Jan Jekielek, rédacteur en chef adjoint de The Epoch Times et auteur de Killed to Order, dénonce le système mis en place dans le pays. « En Chine, les délais d’attente ne se mesurent souvent pas en années, ni même en mois, mais en semaines, voire en jours ». Une Allemande a reçu trois foies en Chine entre 2015 et 2019.
Ethan Gutmann, journaliste d’investigation, souligne pour sa part l’existence de très nombreuses disparitions dans le territoire autonome du Xinjiang.
« Nous sommes face, au minimum, à un quart de million de morts parmi les Ouïghours et les Kazakhs, et ce chiffre ne cesse d’augmenter ».
Le droit international considère pourtant que le prélèvement d’organes sous contrainte est une forme de traite des êtres humains.
Des témoins ont démontré l’existence de trafics d’organes basés sur la coercition et la déshumanisation des minorités religieuses et ethniques, en particulier les Ouïghours et les adeptes du Falun Gong, une discipline spirituelle réprouvée par le PCC.

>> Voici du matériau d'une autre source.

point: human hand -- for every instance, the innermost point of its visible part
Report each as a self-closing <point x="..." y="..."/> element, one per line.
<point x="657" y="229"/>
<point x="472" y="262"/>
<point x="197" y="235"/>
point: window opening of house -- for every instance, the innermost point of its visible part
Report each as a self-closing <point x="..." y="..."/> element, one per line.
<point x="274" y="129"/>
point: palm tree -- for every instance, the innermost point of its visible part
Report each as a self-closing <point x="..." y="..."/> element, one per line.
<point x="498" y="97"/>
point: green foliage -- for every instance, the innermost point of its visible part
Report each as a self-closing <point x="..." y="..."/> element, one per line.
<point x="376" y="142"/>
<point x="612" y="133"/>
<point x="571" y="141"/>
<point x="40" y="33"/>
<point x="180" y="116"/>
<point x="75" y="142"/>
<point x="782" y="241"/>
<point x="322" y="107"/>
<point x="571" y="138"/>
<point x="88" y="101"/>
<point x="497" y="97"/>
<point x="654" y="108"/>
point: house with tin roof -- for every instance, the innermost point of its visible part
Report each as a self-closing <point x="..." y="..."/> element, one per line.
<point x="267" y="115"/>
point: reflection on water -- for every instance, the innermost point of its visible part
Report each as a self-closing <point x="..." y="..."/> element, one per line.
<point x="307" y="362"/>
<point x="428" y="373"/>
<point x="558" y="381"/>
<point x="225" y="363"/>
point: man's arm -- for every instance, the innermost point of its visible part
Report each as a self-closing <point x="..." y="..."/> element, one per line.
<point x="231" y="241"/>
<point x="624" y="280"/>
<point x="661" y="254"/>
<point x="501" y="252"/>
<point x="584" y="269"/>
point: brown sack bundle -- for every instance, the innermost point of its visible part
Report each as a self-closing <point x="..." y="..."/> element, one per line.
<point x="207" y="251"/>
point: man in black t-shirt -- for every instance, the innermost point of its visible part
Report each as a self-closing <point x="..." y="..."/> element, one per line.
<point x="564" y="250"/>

En 2022, la Société internationale pour la transplantation cardiaque et pulmonaire avait publié une déclaration sur l’éthique de la transplantation, indiquant qu’elle boycottait les études liées à la transplantation impliquant des organes ou des tissus provenant de Chine, compte tenu
« de l’ensemble des preuves montrant que le gouvernement de la République populaire de Chine est le seul à continuer de soutenir systématiquement le prélèvement d’organes ou de tissus sur des prisonniers exécutés ».
En 2019, un tribunal basé à Londres avait publié un rapport, dans lequel il est indiqué que la Chine aurait réalisé entre 60 000 et 90 000 transplantations par an, ce qui dépasse de loin les chiffres officiels du gouvernement, qui s’élèvent à environ 10 000. Les délais d’attente avaient également été pointés. Les conclusions du rapport avaient conduit à déterminer à l’unanimité que le prélèvement forcé d’organes avait été pratiqué pendant des années à une échelle considérable. Les autorités chinoises ont toujours réfuté ces allégations.